Optimization using LineLlow
Reinforcement Learning (RL) provides a powerful paradigm for learning control policies through trial-and-error interactions with a simulated environment. In the context of LineFlow, RL agents observe the current state of a production line, select control actions and receive feedback in the form of performance‐based rewards. Over many episodes, agents learn to optimize throughput, minimize scrap, and adapt to stochastic disturbances without hand-crafting rule‐based strategies.

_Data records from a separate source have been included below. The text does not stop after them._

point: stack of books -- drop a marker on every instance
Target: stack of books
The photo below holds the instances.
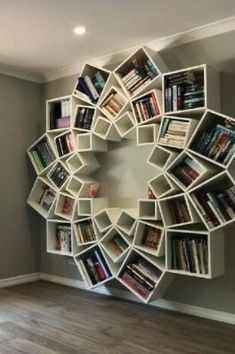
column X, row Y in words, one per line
column 42, row 155
column 184, row 90
column 58, row 175
column 67, row 206
column 85, row 231
column 141, row 276
column 46, row 198
column 59, row 113
column 146, row 107
column 63, row 238
column 174, row 132
column 215, row 207
column 119, row 245
column 65, row 144
column 140, row 72
column 84, row 118
column 187, row 171
column 217, row 143
column 113, row 104
column 90, row 87
column 151, row 237
column 179, row 211
column 190, row 253
column 94, row 267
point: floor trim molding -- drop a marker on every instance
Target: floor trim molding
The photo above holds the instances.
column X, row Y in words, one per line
column 164, row 304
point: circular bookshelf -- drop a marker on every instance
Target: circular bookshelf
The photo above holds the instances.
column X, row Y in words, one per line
column 176, row 227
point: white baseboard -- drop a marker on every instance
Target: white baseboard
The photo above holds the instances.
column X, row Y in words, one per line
column 20, row 279
column 164, row 304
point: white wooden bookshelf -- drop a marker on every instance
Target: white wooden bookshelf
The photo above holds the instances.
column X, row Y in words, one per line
column 135, row 94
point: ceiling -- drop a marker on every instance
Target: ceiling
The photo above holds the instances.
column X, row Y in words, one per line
column 36, row 36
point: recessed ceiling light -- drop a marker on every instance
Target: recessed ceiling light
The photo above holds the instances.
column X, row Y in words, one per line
column 79, row 30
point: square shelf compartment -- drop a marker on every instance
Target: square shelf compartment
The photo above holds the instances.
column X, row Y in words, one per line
column 93, row 266
column 42, row 197
column 59, row 237
column 115, row 244
column 195, row 253
column 150, row 238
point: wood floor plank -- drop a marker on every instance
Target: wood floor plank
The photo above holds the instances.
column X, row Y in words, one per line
column 45, row 318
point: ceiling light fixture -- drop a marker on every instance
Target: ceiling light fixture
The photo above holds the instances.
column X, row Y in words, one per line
column 79, row 30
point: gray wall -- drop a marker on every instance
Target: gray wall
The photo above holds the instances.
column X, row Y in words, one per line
column 21, row 116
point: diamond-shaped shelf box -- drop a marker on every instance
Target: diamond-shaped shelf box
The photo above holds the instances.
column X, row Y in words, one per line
column 106, row 218
column 90, row 142
column 105, row 129
column 60, row 237
column 115, row 244
column 143, row 275
column 161, row 157
column 195, row 253
column 91, row 83
column 84, row 231
column 187, row 170
column 41, row 155
column 147, row 107
column 93, row 266
column 148, row 209
column 113, row 103
column 83, row 186
column 150, row 238
column 65, row 206
column 90, row 206
column 141, row 71
column 127, row 221
column 175, row 131
column 177, row 211
column 147, row 134
column 214, row 138
column 58, row 175
column 82, row 163
column 125, row 125
column 162, row 186
column 42, row 197
column 214, row 200
column 191, row 90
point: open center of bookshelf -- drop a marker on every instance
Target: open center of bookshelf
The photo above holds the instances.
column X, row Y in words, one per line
column 123, row 173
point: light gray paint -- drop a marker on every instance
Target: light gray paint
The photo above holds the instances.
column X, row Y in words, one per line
column 21, row 116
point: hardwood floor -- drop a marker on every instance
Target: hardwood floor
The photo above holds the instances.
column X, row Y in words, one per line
column 44, row 318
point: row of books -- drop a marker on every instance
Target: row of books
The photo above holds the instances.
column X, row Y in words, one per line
column 151, row 237
column 42, row 155
column 119, row 245
column 146, row 107
column 189, row 254
column 174, row 132
column 187, row 171
column 84, row 118
column 58, row 175
column 85, row 231
column 141, row 276
column 217, row 143
column 184, row 90
column 63, row 238
column 179, row 211
column 113, row 104
column 66, row 205
column 65, row 144
column 90, row 87
column 94, row 267
column 216, row 207
column 59, row 113
column 46, row 198
column 140, row 72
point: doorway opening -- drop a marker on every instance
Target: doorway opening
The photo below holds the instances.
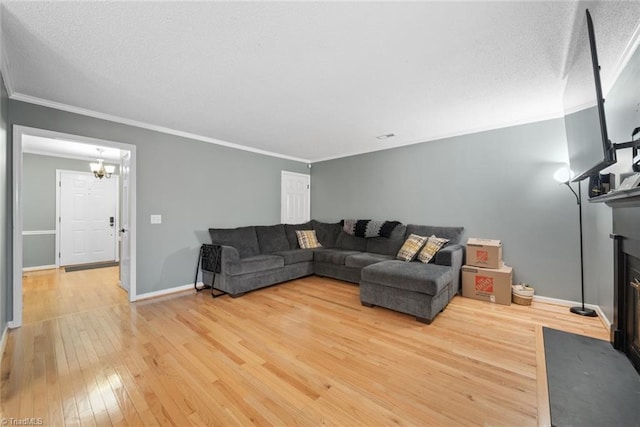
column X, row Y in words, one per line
column 113, row 236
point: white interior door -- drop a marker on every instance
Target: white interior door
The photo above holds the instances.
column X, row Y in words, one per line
column 124, row 232
column 87, row 218
column 295, row 198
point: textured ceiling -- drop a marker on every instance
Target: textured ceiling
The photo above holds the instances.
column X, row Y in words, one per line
column 309, row 80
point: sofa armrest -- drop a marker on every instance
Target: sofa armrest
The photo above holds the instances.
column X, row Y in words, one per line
column 229, row 255
column 450, row 255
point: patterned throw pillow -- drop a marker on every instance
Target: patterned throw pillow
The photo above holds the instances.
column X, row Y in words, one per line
column 411, row 247
column 431, row 248
column 307, row 239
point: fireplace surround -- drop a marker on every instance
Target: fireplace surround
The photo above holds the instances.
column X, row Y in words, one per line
column 625, row 330
column 625, row 334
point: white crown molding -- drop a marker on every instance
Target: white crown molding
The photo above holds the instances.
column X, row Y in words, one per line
column 625, row 57
column 40, row 267
column 103, row 116
column 549, row 116
column 67, row 156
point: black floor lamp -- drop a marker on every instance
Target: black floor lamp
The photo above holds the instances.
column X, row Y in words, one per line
column 564, row 176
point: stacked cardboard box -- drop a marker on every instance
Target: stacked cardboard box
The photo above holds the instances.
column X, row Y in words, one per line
column 484, row 276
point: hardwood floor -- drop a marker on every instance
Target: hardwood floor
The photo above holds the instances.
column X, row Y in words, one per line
column 53, row 293
column 299, row 353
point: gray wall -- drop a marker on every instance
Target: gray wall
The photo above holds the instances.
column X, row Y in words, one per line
column 194, row 185
column 5, row 259
column 621, row 108
column 497, row 184
column 39, row 204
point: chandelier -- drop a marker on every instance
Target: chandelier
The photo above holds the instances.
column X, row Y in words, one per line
column 100, row 170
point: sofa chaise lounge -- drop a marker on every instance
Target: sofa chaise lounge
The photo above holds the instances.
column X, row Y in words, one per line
column 254, row 257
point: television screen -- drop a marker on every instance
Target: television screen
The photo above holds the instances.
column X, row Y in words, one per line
column 590, row 150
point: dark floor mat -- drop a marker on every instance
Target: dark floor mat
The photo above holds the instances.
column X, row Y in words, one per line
column 91, row 266
column 590, row 383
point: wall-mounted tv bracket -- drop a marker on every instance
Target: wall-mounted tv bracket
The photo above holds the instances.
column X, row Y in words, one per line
column 634, row 144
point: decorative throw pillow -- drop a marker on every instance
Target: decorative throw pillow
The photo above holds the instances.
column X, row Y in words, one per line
column 411, row 247
column 307, row 239
column 434, row 244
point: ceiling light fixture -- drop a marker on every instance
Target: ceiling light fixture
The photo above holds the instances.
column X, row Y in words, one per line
column 100, row 170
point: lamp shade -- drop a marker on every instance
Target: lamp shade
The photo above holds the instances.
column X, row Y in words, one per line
column 563, row 175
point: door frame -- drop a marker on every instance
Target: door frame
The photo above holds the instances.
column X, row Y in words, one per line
column 282, row 192
column 18, row 133
column 59, row 173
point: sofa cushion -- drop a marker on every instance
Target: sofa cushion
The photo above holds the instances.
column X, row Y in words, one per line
column 428, row 279
column 244, row 239
column 254, row 264
column 290, row 231
column 451, row 233
column 272, row 238
column 327, row 233
column 332, row 256
column 307, row 239
column 351, row 243
column 364, row 259
column 431, row 248
column 411, row 247
column 387, row 245
column 294, row 256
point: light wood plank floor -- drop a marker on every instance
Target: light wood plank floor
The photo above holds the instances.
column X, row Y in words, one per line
column 299, row 353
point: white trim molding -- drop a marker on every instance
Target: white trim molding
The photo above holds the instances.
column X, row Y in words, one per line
column 38, row 232
column 39, row 267
column 16, row 269
column 3, row 342
column 90, row 113
column 168, row 291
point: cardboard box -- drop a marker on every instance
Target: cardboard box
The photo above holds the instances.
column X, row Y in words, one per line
column 487, row 284
column 485, row 253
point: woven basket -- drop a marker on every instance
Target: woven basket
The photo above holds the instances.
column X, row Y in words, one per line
column 521, row 295
column 517, row 299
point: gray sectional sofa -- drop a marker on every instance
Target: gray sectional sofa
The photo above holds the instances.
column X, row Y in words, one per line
column 258, row 256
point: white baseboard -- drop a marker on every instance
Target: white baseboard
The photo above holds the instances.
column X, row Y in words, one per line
column 568, row 303
column 164, row 292
column 39, row 267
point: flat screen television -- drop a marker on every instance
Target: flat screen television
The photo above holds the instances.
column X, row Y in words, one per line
column 590, row 150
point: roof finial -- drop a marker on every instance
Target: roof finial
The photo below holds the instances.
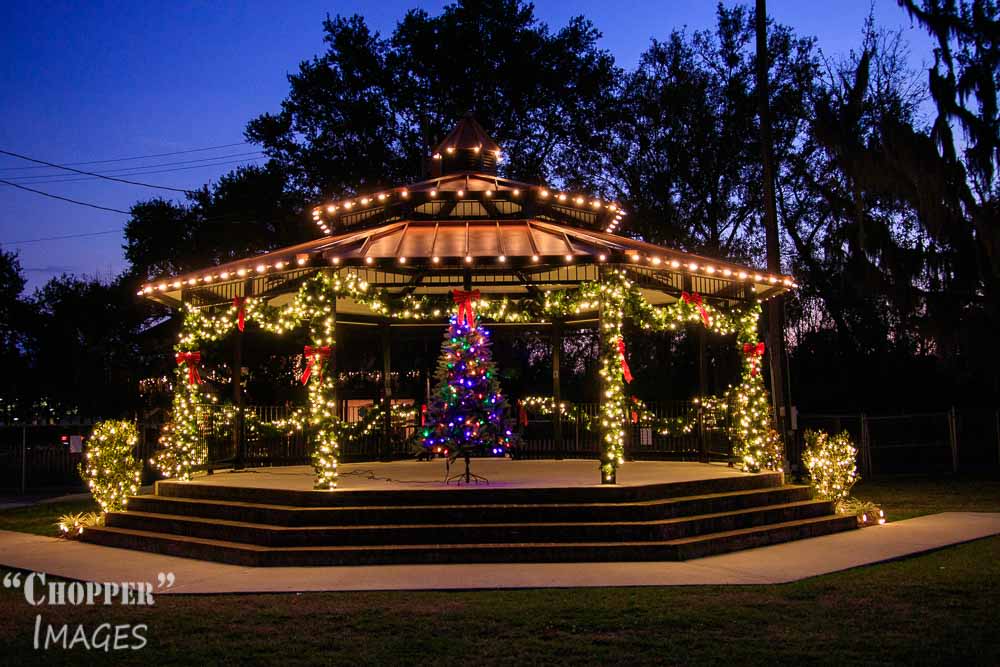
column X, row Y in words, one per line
column 467, row 148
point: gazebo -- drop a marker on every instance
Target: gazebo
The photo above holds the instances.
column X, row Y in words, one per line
column 518, row 253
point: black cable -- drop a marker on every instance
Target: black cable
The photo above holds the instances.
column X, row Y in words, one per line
column 72, row 201
column 60, row 238
column 136, row 171
column 91, row 173
column 138, row 157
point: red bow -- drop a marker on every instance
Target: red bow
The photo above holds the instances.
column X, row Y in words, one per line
column 314, row 359
column 465, row 313
column 694, row 299
column 192, row 359
column 752, row 352
column 621, row 354
column 522, row 414
column 240, row 304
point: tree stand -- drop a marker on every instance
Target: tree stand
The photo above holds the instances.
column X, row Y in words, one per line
column 468, row 476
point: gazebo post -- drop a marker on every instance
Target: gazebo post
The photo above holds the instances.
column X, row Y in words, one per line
column 333, row 361
column 601, row 343
column 385, row 444
column 239, row 441
column 702, row 392
column 557, row 327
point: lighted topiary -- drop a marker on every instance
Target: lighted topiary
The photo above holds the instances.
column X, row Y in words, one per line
column 110, row 470
column 832, row 464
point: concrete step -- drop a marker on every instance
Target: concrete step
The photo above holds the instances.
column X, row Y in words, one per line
column 646, row 510
column 255, row 555
column 467, row 496
column 463, row 533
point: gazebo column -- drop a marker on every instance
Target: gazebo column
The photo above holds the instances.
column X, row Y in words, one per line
column 606, row 458
column 557, row 329
column 702, row 392
column 386, row 441
column 239, row 431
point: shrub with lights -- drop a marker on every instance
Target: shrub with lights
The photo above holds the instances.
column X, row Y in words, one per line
column 613, row 295
column 110, row 470
column 832, row 464
column 467, row 412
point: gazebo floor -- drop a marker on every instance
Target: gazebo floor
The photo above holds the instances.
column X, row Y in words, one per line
column 531, row 511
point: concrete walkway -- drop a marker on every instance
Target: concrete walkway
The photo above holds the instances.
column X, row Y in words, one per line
column 767, row 565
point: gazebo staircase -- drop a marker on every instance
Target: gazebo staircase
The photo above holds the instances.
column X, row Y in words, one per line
column 271, row 527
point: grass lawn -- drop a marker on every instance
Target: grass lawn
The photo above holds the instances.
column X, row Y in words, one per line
column 939, row 608
column 40, row 519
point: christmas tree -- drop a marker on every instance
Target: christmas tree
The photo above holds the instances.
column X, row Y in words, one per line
column 466, row 415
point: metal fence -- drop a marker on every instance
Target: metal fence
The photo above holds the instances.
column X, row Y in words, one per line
column 41, row 456
column 946, row 441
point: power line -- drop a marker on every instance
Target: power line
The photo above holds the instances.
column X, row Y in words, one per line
column 61, row 238
column 137, row 157
column 91, row 173
column 78, row 179
column 60, row 197
column 138, row 169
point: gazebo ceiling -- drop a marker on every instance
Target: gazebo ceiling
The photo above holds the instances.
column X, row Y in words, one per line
column 470, row 227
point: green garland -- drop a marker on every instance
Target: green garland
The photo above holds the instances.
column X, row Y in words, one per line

This chapter explains how observation and action spaces are defined and how to train RL agents on
custom production line setups. Note that once a production line is implemented in LineFlow, it can
easily wrapped into a gymnasium
environment.
Please also have a look into train.py
how models may be trained and validated using
stable_baselines3
.
Observation Space
In RL, the observation space defines what the piece of information the agent sees at each interaction
step. It is therefore a subset of the
LineState
. In LineFlow, all states
marked is_observable=True
in your line’s LineStates
are automatically aggregated
into a flat observation vector. Common observable features include:
- Buffer fill levels (normalized counts of carriers in each buffer) Station modes (waiting, working, failing)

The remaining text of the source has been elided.